The Battle for the Sale of Oil Block-13 and Budgetary Sustenance
The National Oil Company of Liberia is currently at the center of the debates in several quarters of the Liberian society. Initially, the debate was on the basis of personality, and the man on whom such debate was focus was Mr. Robert Sirleaf.
Following his appointment by the President as Chairman of the Board of Directors of NOCAL, condemnations came from a few quarters because as a son of the President, he should have not been preferred to that institution by his mother.
The irony about the matter is that not that Mr. Robert Sirleaf is not qualified or up to the task for the job, they did not just want him there because he is the son of the President who was now presiding over Liberia’s oil which they though would have been “drilled a few days” after Sirleaf’s appointment as Chairman of the Board. And the unfortunate situation about the whole matter was that most of those who raised the personality issue were the same who had within the employ of their entity, institutions or organizations relatives such as brothers, sisters, cousins, as well as uncles, and aunts placed in strategic positions without the requisite capacities.
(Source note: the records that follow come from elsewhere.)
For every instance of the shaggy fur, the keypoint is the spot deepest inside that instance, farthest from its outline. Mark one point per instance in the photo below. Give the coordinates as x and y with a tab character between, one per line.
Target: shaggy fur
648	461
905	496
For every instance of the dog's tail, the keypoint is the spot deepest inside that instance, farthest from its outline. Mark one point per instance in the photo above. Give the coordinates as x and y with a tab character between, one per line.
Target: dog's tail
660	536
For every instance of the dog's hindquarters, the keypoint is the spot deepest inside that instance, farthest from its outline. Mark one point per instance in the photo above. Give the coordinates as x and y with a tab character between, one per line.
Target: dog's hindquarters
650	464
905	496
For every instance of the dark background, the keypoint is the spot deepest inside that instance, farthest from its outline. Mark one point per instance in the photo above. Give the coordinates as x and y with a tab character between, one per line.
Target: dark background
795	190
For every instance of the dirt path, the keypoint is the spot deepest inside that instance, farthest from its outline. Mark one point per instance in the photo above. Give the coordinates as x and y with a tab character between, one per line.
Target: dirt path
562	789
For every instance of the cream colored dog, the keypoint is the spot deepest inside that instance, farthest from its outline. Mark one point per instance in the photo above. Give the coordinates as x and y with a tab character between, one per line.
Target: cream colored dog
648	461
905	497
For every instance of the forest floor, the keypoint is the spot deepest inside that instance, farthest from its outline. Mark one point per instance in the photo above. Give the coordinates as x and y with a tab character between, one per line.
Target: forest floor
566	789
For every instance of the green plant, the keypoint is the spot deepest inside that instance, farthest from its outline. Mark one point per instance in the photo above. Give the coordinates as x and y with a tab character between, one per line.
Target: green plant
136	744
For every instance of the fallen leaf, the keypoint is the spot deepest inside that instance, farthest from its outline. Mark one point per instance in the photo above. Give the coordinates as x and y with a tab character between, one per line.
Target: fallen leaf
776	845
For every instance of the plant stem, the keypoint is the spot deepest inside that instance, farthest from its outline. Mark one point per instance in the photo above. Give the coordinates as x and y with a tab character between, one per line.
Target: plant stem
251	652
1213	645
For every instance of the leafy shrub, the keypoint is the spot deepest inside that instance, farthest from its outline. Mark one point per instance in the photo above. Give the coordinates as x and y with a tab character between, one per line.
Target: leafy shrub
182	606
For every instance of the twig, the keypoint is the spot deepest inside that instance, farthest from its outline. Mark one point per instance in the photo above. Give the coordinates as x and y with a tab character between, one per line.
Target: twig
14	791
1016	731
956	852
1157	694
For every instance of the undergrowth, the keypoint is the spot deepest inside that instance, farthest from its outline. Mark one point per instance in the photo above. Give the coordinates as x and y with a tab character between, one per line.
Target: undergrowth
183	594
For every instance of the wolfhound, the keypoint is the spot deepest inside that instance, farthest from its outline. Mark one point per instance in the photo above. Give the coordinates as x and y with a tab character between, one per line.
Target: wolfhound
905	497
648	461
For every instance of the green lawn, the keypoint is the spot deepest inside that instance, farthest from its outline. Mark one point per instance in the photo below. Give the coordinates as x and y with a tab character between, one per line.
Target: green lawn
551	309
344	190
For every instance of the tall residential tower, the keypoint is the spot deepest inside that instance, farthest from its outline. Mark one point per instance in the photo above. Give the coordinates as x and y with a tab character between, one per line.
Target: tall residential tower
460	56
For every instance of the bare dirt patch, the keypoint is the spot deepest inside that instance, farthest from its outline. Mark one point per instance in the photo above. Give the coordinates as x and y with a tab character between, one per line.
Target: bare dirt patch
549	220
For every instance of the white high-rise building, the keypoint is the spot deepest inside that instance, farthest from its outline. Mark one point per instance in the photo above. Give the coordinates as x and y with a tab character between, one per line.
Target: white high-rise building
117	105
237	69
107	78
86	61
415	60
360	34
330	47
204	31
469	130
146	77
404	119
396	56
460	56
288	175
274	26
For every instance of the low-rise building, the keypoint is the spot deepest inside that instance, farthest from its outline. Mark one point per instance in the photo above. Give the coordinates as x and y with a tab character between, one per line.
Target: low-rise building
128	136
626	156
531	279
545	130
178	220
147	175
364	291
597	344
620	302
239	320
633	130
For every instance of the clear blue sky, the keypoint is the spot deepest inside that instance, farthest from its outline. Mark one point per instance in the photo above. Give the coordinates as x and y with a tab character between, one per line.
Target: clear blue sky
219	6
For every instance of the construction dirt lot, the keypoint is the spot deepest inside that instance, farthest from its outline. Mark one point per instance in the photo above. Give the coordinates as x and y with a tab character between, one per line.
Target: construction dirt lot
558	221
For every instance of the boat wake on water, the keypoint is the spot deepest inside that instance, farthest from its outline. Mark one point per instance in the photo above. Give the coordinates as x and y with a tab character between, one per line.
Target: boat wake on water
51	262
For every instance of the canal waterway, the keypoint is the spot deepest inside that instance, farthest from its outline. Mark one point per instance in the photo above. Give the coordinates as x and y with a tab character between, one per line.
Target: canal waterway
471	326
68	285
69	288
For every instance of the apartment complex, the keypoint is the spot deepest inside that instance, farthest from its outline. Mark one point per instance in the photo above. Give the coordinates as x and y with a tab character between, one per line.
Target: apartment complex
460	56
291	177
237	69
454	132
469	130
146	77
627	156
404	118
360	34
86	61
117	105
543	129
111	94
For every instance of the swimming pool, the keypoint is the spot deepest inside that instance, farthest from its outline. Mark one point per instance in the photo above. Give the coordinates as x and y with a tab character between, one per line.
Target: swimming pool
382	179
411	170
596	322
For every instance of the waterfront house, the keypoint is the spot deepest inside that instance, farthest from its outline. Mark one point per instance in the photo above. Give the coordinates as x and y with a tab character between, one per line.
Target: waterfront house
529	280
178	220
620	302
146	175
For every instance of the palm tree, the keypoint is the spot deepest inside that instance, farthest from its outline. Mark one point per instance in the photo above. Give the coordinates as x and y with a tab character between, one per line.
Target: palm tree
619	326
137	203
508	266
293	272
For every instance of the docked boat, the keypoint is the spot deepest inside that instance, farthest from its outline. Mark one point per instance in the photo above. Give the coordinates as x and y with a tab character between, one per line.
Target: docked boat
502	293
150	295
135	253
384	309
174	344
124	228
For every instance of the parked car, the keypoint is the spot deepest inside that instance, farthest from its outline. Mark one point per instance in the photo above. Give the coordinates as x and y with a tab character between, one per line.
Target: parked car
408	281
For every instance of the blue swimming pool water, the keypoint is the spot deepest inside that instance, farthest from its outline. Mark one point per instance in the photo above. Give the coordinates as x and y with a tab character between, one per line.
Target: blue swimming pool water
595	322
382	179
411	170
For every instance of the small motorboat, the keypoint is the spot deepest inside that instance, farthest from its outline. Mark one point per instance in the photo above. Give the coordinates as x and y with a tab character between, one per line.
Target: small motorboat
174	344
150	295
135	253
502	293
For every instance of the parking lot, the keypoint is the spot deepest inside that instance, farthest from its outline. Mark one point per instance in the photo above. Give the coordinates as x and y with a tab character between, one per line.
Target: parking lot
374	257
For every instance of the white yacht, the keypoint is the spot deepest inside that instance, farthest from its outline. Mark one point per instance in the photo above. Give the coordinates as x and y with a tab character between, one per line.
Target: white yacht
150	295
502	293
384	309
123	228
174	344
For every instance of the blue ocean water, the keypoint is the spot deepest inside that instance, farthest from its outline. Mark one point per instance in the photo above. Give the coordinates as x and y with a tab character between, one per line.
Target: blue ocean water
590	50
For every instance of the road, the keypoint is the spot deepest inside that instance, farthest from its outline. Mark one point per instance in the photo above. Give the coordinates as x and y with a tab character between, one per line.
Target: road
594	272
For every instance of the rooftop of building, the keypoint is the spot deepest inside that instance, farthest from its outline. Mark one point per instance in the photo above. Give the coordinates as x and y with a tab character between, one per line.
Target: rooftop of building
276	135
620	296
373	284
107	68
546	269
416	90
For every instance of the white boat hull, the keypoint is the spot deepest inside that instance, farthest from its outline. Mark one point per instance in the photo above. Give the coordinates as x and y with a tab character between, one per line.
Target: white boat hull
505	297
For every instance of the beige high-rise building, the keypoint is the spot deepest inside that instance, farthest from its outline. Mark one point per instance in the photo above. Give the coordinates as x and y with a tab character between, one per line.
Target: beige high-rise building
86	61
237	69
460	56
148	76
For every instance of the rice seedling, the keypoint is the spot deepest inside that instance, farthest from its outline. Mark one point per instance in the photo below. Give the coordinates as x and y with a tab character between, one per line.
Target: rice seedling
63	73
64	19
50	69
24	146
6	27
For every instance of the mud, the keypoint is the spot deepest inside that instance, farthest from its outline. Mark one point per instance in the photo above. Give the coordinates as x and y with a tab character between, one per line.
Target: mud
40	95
One would have thought the issue should have been the ability of Mr. Robert Sirleaf to ensure the interest of the people of Liberia considering the threats posed by oil exploration in a poverty-stricken African nation as it is with the Nigerian situation in West Africa. Instead, Robert Sirleaf as a son of the President was the matter, something many viewed as a non-issue.
Currently, the debate is about the interest of Liberia and its people as raised by the House of Representatives during the past weeks. At the core of this debate between the House and Executive, represented by the National Oil Company of Liberia is the issue of the sale of Oil Block 13 for either US$27m or US$12.5m. The argument of the Representatives is directed at the US$27m put forth by Pepper Coat in opposition to the Executive’s preference of US$12.5m proposed by Chevron.
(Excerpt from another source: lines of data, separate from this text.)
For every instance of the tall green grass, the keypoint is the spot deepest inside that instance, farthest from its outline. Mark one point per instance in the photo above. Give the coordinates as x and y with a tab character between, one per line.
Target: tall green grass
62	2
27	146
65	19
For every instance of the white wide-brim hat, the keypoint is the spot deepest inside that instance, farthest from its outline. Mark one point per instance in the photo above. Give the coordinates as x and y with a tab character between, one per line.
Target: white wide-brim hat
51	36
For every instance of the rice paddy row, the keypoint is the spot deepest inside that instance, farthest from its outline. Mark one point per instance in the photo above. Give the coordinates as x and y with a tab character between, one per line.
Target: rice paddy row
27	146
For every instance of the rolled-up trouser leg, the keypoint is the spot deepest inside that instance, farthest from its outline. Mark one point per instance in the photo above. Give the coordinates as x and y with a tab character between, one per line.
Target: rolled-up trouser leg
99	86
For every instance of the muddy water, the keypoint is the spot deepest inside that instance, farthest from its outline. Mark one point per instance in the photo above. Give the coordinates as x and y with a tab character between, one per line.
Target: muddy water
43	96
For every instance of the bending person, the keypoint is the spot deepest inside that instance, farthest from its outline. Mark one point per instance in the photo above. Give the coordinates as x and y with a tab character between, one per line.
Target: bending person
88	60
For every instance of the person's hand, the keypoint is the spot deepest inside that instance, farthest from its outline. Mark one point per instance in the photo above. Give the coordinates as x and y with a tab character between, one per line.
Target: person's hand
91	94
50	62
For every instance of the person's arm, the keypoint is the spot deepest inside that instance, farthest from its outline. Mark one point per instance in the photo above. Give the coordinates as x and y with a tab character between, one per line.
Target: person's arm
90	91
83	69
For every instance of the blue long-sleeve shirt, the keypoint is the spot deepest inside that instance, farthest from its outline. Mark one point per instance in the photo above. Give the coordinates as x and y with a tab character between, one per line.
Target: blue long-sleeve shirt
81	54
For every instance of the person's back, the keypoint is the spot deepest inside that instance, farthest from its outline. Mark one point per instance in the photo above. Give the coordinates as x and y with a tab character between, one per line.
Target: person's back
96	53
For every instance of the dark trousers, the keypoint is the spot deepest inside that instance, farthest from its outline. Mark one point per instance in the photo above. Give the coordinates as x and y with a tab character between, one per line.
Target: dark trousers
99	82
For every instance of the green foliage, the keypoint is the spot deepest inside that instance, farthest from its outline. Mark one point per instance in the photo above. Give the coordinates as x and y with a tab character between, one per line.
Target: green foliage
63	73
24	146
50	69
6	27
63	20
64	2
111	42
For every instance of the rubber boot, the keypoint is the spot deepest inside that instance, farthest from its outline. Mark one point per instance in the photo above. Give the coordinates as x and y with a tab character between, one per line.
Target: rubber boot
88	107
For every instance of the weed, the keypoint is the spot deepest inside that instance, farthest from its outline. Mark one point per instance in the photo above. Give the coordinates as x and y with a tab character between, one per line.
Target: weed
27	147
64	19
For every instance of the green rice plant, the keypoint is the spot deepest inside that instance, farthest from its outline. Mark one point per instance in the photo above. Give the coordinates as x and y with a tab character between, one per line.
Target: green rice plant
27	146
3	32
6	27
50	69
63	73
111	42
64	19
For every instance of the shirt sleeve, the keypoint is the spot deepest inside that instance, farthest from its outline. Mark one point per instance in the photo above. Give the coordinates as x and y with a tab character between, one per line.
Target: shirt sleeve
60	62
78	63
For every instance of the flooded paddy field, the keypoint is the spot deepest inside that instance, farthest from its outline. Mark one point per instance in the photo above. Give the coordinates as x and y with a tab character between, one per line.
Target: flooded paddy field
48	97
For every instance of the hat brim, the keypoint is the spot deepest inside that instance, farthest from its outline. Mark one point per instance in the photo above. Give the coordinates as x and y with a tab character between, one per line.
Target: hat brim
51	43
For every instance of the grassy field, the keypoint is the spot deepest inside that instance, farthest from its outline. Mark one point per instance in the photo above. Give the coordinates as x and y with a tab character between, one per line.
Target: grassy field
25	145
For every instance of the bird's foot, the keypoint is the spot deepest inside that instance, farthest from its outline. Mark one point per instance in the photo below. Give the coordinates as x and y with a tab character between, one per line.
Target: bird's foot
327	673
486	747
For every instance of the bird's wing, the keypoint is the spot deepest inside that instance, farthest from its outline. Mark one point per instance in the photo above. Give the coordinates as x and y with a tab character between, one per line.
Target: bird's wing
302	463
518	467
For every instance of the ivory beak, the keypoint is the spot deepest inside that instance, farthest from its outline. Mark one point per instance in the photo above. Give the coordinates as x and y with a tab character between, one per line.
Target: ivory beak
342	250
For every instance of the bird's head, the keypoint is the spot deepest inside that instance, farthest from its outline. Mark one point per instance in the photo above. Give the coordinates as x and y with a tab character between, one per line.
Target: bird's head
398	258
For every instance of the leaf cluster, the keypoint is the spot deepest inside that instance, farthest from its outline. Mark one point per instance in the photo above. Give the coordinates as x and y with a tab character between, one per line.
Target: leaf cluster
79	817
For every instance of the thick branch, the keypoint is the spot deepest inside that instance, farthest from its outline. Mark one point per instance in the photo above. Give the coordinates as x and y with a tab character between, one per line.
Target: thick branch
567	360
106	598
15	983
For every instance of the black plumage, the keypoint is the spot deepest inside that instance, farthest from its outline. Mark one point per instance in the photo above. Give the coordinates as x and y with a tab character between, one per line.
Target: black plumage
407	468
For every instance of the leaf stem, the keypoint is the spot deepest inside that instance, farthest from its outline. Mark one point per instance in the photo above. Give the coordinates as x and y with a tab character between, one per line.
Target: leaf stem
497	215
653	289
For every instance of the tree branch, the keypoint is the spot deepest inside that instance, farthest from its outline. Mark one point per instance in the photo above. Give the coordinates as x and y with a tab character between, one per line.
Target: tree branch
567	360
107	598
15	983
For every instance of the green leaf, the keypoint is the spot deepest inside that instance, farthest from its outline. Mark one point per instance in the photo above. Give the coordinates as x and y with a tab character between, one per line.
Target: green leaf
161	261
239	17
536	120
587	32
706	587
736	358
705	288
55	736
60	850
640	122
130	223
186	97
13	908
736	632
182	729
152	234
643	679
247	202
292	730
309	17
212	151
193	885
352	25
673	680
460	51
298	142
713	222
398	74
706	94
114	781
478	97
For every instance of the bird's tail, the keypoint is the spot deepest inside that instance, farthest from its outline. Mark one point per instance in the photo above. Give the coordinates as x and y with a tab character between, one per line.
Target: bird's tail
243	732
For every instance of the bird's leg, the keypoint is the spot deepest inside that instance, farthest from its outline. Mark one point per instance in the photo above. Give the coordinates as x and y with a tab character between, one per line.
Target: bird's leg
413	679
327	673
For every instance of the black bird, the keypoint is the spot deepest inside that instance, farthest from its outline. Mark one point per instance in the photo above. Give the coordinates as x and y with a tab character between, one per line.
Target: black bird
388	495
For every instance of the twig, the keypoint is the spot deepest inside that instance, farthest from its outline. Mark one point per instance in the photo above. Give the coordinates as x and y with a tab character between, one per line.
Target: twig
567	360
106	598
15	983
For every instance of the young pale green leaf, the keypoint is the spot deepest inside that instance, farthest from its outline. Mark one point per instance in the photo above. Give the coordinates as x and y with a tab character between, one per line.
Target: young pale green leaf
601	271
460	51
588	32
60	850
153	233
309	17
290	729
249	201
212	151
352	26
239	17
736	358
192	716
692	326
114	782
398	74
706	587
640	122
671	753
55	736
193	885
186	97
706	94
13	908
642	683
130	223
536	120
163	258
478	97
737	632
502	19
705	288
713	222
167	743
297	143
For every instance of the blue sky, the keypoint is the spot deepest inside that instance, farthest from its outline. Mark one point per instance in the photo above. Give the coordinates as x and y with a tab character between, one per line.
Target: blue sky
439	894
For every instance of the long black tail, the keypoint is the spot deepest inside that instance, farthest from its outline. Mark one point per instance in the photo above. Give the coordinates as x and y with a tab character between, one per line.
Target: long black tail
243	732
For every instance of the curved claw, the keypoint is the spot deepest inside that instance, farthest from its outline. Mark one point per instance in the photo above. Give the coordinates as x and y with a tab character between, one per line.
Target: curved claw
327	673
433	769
The focus of this article is not to delve into the entirety of Liberia’s oil and gas sector for now, but to wonder why a US$12.5m would be preferred to US$27m. From a simple logic, the entire Liberian nation would go for the latter because it is more and would contribute immensely to the 2011/2012 National Fiscal Budget which is now under the threat of experiencing short-fall due to the row over oil block 13.
On the other hand, there is reason to prevent the American-owned Chevron from purchasing the block if it is will to pay US$27m or a substantial amount of cash. The primary reason for this could be that Chevron owns the two oil blocks between which block 13 is located, and for concerned economic and security reasons, it could pay the US$27m or pretty close to that and take delivery of the oil block.
But the bickering characterizing the sale of that particular block in favor of Chevron’s US$12.5m is creating some suspicion being harbored by members of the House of Representatives about the whole deal. Other than, there should be no other reason for anyone to suggest that US$12.5m is better than US$27m. Except where the fear may be that Chevron is an American Company and knowing what America does for oil against other oil-rich nations, the government must go for the former.
Realistically, it is fair for that deal to favor Pepper Coat given the financial benefit to the government, other than Chevron whose offer may be impregnated with financial exploitation.
The only cause to worry about this deal is the sincerity of the lawmakers. Many may be holding the suspicion that they may be advancing these arguments for very attractive kick-backs as it has allegedly been in the immediate past with other agreements.
But again, they must be given the benefit of the doubt to fight on in the interest of the country because that amount is not available for the 2011/2012 Fiscal Budget, the government will surely experience revenue short-fall and would be unable to meet some of the needs of the people of Liberia.